ADR-0007: fastembed ONNX over sentence-transformers/torch for local embeddings

Status: Accepted Date: 2026-05-18 Tags: dependency-discipline · embedded-runtime · contributor-friction · ports-and-adapters Related: ADR-0008 (this phase) · ADR-0003 (this phase)

Context

Phase 4's RAG tier needs a deterministic local CPU embedder. The choice candidates were sentence-transformers (best-practices + security lenses, defaulted to all-MiniLM-L6-v2) and fastembed (performance lens, defaulted to BAAI/bge-small-en-v1.5 ONNX). The dimensions to compare are: install footprint, cold-start time, runtime determinism, contributor friction, and supply-chain surface.

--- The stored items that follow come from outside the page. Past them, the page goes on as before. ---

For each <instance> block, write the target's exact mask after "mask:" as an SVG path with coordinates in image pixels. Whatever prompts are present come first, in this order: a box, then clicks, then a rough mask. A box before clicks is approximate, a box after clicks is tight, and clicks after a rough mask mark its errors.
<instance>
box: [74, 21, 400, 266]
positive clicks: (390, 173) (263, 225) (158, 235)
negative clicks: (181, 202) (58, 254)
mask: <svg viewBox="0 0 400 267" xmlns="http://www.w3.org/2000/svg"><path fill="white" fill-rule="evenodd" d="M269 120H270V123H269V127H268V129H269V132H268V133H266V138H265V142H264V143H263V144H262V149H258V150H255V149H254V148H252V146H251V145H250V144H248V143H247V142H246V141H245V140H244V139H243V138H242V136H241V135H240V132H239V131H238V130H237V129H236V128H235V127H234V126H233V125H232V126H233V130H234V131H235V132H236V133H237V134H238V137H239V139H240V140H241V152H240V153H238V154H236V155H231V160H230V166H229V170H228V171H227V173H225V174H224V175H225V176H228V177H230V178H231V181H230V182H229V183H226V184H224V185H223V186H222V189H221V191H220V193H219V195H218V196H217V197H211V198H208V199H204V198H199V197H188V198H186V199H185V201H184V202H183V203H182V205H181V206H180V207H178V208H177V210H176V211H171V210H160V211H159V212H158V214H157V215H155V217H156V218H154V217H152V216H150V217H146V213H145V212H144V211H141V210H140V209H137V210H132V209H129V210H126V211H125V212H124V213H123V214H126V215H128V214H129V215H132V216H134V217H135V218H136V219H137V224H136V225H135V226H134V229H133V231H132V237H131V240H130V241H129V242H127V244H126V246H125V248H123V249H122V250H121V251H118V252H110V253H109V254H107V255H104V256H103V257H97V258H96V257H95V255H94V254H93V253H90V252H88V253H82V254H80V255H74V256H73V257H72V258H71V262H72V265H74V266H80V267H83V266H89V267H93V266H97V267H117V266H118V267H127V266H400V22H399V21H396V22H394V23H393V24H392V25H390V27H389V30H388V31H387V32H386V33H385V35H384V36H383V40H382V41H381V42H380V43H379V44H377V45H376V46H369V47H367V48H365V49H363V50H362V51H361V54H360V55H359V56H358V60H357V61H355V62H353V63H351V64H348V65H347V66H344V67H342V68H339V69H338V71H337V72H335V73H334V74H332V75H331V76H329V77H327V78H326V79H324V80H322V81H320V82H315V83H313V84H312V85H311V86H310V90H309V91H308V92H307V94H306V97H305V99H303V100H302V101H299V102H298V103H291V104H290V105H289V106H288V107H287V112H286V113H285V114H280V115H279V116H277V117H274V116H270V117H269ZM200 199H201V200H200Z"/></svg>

sentence-transformers pulls in torch (~250 MB transitive install on a cold CI run, ~40 s cold-start time). fastembed ships its own ONNX runtime (onnxruntime, ~130 MB), loads weights from a content-addressed URL, and has no torch dependency. Both run in-process on CPU with no docker-compose requirement.

The critic surfaced an internal inconsistency (critique.md §"[B] §2"): the best-practices design used "contributor friction" (no docker-compose) as the justification for picking chromadb-local over qdrant, then picked the heavier sentence-transformers stack for embeddings — a contradiction in the same design. fastembed runs in-process with no docker exactly as chromadb-local does.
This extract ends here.